De la pota al plato:
Huerta en Paladín, a principios de verano. Foto: MAR |
En un artículo anterior (Del pote a la pota) escribía sobre
los recipientes y utensilios de cocina, en este
voy a llenarlos de comida. Pero no de la comida actual, sino de aquella
que se comía en los pueblos de Omaña en las décadas centrales del siglo pasado.

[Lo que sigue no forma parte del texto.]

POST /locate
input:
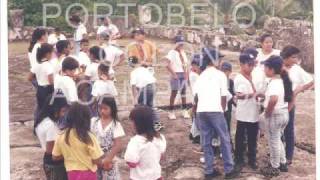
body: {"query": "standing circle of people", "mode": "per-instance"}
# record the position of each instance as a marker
(84, 141)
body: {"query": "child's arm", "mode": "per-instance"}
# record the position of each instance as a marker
(271, 104)
(31, 77)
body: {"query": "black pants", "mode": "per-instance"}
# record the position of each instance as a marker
(251, 130)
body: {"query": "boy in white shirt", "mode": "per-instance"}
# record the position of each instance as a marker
(211, 90)
(83, 56)
(247, 112)
(64, 84)
(177, 65)
(301, 81)
(56, 36)
(96, 55)
(142, 83)
(80, 32)
(114, 55)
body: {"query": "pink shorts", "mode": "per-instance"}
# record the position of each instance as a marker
(82, 175)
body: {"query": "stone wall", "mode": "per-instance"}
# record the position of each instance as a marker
(284, 32)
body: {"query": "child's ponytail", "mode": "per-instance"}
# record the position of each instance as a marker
(36, 36)
(288, 93)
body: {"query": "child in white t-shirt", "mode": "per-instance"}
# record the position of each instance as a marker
(63, 48)
(96, 55)
(64, 84)
(47, 128)
(277, 96)
(247, 112)
(146, 148)
(193, 76)
(43, 73)
(114, 55)
(109, 133)
(301, 81)
(83, 56)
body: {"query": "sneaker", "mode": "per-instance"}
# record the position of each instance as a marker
(270, 171)
(253, 165)
(283, 167)
(215, 173)
(232, 174)
(172, 116)
(202, 160)
(186, 114)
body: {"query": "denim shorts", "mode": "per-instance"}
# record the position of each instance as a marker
(179, 84)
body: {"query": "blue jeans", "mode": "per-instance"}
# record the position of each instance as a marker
(289, 135)
(214, 123)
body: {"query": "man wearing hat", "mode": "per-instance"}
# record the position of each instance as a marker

Comenzaré hablando de los alimentos que venían de la tierra: las hortalizas,
las legumbres, el pan… En artículos posteriores escribiré sobre los productos
de la matanza, los relacionados con la leche y los procedentes de las aves de corral, son olvidarme, por
supuesto, de los cuchiflitos o cuchifritos. En todos los casos
procuraré usar las palabras de la fala
omañesa con las que se denominaban esos productos o su manipulación (estas
palabras aparecen escritas en cursiva).
La
comida de los omañeses siempre fue sencilla y la forma de alimentación estaba relacionada
con las actividades y los ciclos agrícolas. En general, estaba supeditaba a la
economía de autoconsumo, es decir, a los productos que se cultivaban y a la
carne de los animales que se cebaban en casa. Los alimentos básicos eran las
patatas y el pan, acompañados de productos de la matanza.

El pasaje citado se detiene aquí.